Need a bit of help here:

I was assigned a project to convert a Hex values in a file to Decimal using Java without using methods available in Java that can do this directly(we have to do it the long way).

I have converted my Hex values to Binary successfully but am having trouble converting the Binary strings to Decimal. The output is not correct; I only need help in this section so I just put the first binary value I need to convert to make things simple to understand and explain. Here is what I have so far

public class binToDec {

    public static void main(String[] args) {
        int decimal = 0;
        String binary = "101010111100110111101111101010111100";
        for (int pow = (binary.length()-1); pow > -1; pow--) {
            if (binary.charAt(pow)=='1'){
            decimal += (Math.pow(2, pow));
            }
        }
        System.out.print(decimal);
    }
}

run: 2147483647 //this is incorrect. it should be 46118402748

Thank you so much for your help

Answer 1

There are 2 problems with your code.

1. Overflow is certainly occurring, because an int can hold only a value up to 2^31 - 1, and there are more than 31 bits in your binary string.
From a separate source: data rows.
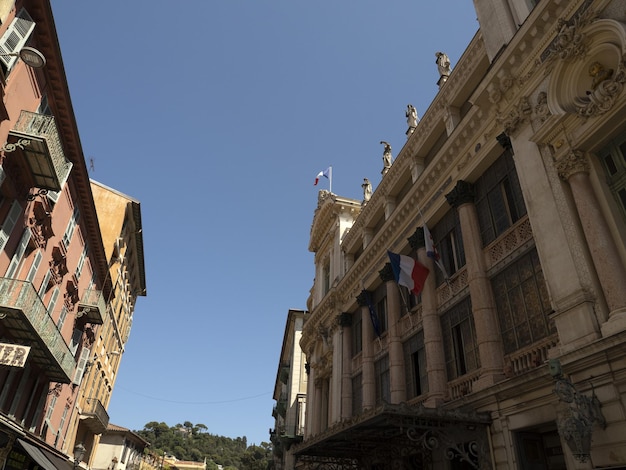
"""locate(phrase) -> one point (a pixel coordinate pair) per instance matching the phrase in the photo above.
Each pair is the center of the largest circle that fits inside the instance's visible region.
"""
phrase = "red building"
(53, 268)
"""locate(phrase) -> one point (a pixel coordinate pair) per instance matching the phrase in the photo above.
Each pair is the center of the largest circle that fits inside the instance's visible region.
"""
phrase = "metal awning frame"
(392, 432)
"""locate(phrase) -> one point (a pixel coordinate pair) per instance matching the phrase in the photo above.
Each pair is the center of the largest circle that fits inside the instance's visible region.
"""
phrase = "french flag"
(325, 173)
(408, 272)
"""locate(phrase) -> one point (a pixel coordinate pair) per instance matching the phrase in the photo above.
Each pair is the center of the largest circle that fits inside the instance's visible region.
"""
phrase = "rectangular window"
(459, 340)
(15, 37)
(53, 300)
(71, 226)
(9, 223)
(614, 160)
(62, 318)
(522, 302)
(499, 200)
(32, 272)
(81, 262)
(80, 366)
(326, 278)
(19, 254)
(415, 366)
(75, 341)
(357, 395)
(383, 385)
(449, 242)
(44, 284)
(357, 333)
(379, 300)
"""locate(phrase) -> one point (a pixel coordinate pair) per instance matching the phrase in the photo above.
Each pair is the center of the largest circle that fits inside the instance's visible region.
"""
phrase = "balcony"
(25, 318)
(36, 138)
(92, 306)
(95, 416)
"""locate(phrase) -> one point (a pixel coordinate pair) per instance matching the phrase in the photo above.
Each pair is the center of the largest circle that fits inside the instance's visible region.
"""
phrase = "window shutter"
(80, 368)
(33, 269)
(15, 37)
(44, 285)
(76, 336)
(19, 253)
(9, 223)
(53, 300)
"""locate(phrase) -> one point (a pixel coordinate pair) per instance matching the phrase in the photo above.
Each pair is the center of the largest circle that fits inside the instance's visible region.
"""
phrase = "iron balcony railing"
(37, 136)
(93, 306)
(25, 316)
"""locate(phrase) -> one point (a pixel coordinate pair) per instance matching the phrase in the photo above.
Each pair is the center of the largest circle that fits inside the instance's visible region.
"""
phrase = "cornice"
(428, 129)
(329, 206)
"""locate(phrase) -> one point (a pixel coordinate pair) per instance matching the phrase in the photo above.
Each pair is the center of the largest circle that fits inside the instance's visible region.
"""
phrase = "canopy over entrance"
(385, 435)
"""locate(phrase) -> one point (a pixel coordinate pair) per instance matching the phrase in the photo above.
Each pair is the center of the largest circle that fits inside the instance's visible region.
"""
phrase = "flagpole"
(330, 180)
(406, 305)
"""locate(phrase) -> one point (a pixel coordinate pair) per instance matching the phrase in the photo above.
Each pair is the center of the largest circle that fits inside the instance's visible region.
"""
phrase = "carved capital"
(572, 163)
(462, 193)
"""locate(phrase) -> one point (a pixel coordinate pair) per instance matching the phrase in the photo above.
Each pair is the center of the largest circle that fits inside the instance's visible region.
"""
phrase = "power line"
(193, 402)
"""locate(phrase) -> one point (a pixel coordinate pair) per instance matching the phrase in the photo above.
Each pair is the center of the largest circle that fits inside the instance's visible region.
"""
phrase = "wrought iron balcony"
(36, 137)
(92, 306)
(25, 318)
(95, 416)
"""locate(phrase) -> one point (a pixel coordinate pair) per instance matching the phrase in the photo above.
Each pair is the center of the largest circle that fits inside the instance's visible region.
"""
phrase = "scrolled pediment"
(590, 83)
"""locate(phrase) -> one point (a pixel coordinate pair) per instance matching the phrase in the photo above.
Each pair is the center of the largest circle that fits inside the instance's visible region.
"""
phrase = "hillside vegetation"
(193, 442)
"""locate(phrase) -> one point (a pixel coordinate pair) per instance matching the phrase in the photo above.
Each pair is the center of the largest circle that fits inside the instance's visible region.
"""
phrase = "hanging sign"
(13, 354)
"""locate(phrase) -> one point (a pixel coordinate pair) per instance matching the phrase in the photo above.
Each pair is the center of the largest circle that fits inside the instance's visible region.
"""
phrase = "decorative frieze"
(571, 163)
(607, 85)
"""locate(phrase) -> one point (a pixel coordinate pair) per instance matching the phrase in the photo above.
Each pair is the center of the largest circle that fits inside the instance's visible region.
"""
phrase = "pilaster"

Declare decimal to be a long .

    long decimal = 0; 

2. You are applying the exponent from the wrong end of your loop when adding to decimal . The 0 char is the most significant, but you are sending in an exponent of 0 , as if it was the least significant. Try

    decimal += (Math.pow(2, (len - pow - 1))); 

   (This assumes len is declared as int len = binary.length(); .)

   Using Math.pow could be considered overkill. You can also try

    decimal += 1L << (len - pow - 1); 

Answer 2

It won't work because int in Java is 32-bit, and your binary string there has 36 bits. This will result in overflow.